Expression vector construction
In silico gene design and codon optimisation for expression of TeNT in E. coli B strains was performed using Genome Compiler (http://www.genomecompiler.com/, Twist Bioscience). The TeNT gene was synthesised with 3’ Xho I and 5’ Hind III endonuclease sites by IDT (Sydney, Australia). The gene was digested from the pUCIDT delivery vector by combining 1 μg of plasmid DNA with 20 units ofXho I (NEB) and 20 units of Hind III (NEB) in 1 × cutsmart buffer (NEB) and incubating for 1 h at 37°C. One microgram of target vector (pRSET-A; ThermoScientific) was digested in the same manner. Digested DNA was separated on a gel red (Biotium) stained 1% agarose gel for 1.5 h at 70 V. DNA was visualised on a transilluminator blue light box and the bands corresponding to the TeNT gene and pRSET-A vector were excised and DNA extracted from the gel using Bioline’s gel extraction kit (Bioline). TeNT gene insert and pRSET-A vector at a molar ratio of 3:1, respectively, were combined in 1 × T4 ligase buffer (NEB). One unit of T4 ligase was added and ligation was allowed for 16 h at 16°C. One microlitre of ligation reaction was used to transform electrocompetent E. coli D10β cells (NEB). Plasmid DNA from colonies on the selection plates was extracted by miniprep (Bioline) and digested with Xho I and Hind III as previously outlined. Digested products were analysed by separation on a 1.5% agarose gel for 1.5 h at 70 V. The gene construct was designated as pRSET-TeNT.

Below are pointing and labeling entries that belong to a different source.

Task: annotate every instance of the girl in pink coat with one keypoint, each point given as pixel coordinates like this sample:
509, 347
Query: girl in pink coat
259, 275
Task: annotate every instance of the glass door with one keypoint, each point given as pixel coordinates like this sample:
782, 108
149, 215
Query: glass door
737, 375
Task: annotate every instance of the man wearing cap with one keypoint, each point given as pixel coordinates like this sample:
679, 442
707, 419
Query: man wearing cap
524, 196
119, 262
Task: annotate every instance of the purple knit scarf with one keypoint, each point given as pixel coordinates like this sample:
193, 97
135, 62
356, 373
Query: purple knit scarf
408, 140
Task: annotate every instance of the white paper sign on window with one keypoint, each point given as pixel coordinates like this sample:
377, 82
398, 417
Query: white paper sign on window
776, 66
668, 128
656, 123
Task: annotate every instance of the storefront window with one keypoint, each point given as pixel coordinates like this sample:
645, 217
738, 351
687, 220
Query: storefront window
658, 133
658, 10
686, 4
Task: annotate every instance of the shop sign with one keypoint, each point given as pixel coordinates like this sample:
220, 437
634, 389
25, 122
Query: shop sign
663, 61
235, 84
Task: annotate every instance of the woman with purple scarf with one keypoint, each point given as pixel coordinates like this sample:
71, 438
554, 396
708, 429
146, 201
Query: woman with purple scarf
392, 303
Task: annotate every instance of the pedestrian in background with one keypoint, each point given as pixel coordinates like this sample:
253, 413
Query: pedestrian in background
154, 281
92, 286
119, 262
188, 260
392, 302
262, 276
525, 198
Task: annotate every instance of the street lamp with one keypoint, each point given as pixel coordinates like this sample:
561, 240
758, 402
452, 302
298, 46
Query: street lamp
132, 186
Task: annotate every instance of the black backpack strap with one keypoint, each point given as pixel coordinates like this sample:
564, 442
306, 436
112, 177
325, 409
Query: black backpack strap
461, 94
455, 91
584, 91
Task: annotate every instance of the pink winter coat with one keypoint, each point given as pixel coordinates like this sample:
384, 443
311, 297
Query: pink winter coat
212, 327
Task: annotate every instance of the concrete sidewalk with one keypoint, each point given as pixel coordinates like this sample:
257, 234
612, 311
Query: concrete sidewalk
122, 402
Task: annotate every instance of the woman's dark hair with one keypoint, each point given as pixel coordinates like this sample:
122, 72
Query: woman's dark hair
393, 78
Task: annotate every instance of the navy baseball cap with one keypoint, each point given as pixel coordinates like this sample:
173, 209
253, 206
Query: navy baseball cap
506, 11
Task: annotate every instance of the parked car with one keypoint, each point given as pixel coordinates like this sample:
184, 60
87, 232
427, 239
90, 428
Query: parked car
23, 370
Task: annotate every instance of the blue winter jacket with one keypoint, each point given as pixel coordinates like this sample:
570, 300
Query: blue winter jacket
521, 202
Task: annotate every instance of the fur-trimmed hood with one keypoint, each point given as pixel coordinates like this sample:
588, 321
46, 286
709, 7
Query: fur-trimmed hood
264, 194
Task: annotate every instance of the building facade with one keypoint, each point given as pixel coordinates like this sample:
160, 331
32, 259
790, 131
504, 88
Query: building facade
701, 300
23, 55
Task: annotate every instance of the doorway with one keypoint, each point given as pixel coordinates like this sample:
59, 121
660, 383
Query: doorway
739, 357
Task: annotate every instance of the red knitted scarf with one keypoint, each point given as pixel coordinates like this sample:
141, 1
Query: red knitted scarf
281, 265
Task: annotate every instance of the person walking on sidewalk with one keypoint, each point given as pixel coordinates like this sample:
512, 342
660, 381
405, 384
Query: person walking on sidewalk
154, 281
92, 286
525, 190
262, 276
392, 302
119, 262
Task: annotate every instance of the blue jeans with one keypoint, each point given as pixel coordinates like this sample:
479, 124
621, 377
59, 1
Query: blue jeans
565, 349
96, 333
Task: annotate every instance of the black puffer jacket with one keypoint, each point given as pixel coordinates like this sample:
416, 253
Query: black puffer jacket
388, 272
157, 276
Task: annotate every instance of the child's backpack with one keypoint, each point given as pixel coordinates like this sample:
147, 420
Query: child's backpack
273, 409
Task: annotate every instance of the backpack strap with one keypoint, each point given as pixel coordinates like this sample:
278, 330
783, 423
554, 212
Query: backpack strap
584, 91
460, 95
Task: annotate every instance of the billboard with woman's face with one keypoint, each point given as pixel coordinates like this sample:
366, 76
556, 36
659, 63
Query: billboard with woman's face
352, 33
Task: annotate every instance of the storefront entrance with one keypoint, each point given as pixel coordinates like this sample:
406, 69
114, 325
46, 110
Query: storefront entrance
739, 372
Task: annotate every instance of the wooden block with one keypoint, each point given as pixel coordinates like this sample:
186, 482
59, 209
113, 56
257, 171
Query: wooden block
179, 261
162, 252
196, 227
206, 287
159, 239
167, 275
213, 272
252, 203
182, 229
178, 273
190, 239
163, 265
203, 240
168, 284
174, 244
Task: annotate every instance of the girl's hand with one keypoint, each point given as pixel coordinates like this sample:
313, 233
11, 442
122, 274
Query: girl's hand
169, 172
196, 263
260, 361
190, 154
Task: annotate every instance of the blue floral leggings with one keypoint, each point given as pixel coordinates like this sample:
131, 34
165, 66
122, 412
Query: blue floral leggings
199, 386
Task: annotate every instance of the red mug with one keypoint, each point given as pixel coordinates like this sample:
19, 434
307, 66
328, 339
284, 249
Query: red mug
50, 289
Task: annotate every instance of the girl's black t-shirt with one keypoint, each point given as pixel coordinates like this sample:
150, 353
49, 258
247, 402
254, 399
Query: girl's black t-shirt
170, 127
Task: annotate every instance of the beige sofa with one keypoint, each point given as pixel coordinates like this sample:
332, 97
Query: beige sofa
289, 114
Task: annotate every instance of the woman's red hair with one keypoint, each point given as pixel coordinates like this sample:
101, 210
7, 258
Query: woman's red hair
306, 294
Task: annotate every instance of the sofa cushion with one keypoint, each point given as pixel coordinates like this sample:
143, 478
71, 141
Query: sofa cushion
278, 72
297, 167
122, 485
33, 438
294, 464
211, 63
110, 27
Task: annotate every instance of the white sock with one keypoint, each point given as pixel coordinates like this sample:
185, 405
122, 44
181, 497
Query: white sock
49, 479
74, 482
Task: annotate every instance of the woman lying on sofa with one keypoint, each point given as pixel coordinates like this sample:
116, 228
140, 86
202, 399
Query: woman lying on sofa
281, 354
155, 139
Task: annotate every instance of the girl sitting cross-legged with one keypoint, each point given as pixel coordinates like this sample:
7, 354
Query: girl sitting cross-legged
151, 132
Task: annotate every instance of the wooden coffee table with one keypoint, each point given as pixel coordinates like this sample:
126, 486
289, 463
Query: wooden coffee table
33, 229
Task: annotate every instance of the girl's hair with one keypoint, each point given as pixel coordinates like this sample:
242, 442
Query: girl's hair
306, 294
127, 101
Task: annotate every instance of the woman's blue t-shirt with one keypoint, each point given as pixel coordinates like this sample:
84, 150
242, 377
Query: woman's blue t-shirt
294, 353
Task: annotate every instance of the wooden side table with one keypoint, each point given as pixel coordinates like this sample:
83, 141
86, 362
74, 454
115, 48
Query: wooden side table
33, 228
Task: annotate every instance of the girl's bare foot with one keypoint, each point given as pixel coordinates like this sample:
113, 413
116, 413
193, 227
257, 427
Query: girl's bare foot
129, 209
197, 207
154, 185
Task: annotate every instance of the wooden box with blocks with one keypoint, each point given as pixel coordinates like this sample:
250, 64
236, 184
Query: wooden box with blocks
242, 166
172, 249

The tetanus toxin light-chain/translocation domain (LCHn) gene was codon optimized for E. coli expression and synthesised with added 5’Xho I and 3’ Hind III endonuclease sites to facilitate sub-cloning into the pRSET-A expression vector (Thermofisher). The LCHn gene was sub-cloned into pRSET-A by digestion with Xho I andHind III followed by ligation (performed by Genscript, U.S.A.). The vector was designated pRSET-LCHn.

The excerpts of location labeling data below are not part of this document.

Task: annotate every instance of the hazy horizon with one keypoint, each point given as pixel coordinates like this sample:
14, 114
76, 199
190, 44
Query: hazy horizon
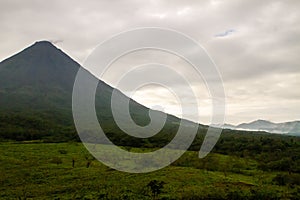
254, 44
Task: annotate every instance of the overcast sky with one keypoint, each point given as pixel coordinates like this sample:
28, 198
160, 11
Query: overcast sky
255, 44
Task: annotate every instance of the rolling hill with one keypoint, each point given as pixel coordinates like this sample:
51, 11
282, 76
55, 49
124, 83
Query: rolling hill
36, 97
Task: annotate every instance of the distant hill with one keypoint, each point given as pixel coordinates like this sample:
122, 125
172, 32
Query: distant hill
36, 97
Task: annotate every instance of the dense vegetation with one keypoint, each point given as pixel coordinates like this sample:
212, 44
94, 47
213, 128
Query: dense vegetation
68, 171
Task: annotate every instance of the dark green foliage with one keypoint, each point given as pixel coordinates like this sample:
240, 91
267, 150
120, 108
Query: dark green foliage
156, 187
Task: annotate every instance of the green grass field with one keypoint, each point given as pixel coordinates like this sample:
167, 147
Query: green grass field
45, 171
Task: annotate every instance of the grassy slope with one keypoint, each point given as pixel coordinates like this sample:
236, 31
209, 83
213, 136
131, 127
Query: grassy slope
27, 170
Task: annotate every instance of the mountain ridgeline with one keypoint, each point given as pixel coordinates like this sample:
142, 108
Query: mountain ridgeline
36, 99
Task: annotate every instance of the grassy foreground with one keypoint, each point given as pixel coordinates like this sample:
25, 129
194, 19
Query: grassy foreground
68, 171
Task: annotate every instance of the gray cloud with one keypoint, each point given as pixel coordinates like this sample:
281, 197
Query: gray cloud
259, 60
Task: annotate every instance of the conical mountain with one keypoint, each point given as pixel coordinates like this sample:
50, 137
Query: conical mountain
36, 96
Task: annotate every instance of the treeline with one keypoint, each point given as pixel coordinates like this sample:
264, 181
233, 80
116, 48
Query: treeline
273, 152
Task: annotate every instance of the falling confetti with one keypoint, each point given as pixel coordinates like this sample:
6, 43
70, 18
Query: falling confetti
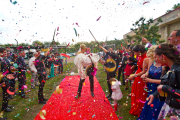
98, 18
43, 114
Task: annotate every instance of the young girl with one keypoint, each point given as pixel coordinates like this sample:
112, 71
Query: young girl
168, 55
116, 94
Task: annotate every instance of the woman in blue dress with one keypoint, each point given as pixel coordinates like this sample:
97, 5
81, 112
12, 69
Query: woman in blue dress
152, 79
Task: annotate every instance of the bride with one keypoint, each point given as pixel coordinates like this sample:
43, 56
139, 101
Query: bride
90, 61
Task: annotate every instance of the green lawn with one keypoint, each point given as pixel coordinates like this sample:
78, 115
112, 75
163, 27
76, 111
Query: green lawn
124, 104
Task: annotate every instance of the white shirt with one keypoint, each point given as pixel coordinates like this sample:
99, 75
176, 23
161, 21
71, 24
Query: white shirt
31, 64
82, 60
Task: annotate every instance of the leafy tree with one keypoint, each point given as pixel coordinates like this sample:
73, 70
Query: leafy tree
174, 7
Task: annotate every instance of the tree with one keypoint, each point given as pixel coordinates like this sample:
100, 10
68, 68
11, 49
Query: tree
174, 7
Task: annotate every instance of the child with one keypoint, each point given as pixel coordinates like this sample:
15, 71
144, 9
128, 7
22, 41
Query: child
128, 70
116, 94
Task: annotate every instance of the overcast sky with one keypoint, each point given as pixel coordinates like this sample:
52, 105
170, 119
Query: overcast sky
30, 20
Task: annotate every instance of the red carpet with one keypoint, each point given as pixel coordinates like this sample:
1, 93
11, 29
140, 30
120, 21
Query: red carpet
65, 107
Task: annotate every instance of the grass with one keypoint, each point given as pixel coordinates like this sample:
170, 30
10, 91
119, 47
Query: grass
124, 104
29, 108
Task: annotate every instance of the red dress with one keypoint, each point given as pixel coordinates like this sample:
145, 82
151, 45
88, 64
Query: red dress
138, 94
128, 70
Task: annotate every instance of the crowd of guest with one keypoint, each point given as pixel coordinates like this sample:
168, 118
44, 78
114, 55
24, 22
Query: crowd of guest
152, 74
13, 68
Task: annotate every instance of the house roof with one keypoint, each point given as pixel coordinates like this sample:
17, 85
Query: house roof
168, 13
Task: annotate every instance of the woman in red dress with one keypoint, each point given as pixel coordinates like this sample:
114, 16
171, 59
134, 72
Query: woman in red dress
138, 94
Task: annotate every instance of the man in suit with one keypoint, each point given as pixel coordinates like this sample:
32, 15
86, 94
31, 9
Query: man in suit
113, 73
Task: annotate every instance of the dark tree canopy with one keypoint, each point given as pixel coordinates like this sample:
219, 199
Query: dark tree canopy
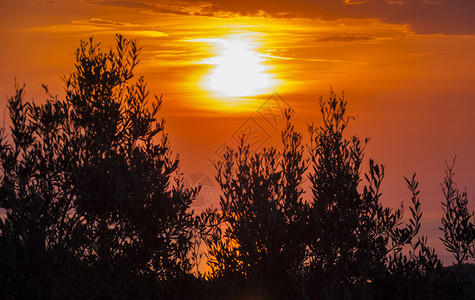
88, 181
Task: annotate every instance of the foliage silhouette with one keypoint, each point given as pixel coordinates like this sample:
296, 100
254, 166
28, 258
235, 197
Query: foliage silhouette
458, 224
262, 206
85, 179
96, 208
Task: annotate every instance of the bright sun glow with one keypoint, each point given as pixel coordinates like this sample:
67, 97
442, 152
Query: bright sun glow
239, 71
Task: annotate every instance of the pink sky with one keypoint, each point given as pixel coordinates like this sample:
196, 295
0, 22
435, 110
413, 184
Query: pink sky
407, 69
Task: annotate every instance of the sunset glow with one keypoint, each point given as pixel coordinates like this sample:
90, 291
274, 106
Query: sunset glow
238, 70
407, 69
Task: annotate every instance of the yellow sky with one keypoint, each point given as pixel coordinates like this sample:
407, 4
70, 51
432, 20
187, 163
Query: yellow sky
409, 79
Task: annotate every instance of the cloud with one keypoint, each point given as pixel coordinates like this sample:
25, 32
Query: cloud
94, 25
423, 16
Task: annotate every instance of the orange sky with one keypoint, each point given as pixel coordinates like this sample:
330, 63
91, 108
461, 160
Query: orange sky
407, 69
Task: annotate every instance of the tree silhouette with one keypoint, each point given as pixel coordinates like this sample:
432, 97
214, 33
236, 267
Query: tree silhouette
354, 242
90, 177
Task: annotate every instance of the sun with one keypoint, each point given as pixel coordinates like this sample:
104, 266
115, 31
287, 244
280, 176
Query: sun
239, 70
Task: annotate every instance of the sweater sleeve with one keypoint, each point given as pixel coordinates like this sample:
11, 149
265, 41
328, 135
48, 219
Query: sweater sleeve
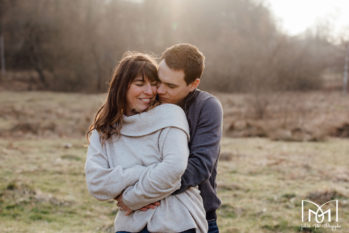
165, 177
204, 146
104, 182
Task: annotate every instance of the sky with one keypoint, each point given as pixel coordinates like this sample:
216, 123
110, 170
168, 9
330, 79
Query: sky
296, 16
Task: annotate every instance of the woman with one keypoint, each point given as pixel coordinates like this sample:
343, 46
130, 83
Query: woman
139, 149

The x-ray crystallography-derived, three-dimensional structure of the TTc sub-domain of tetanus toxin (PDB 1AF9 (Umland et al. , 1997)) was visualised using discovery studio (Biovia, v1.7). To prevent or reduce the receptor binding capability of TTc, amino acid residue mutations R1225E and W1288A situated in the receptor binding pockets of TTc were selected and introduced to the sequence. The TTc R1225E W1288A gene was then codon optimized, synthesised with 5’ Xho I and 3’Hind III endonuclease sites and sub-cloned into pRSET-A as already outlined. The gene construct was designated pRSET-TTc R1225E W1288A.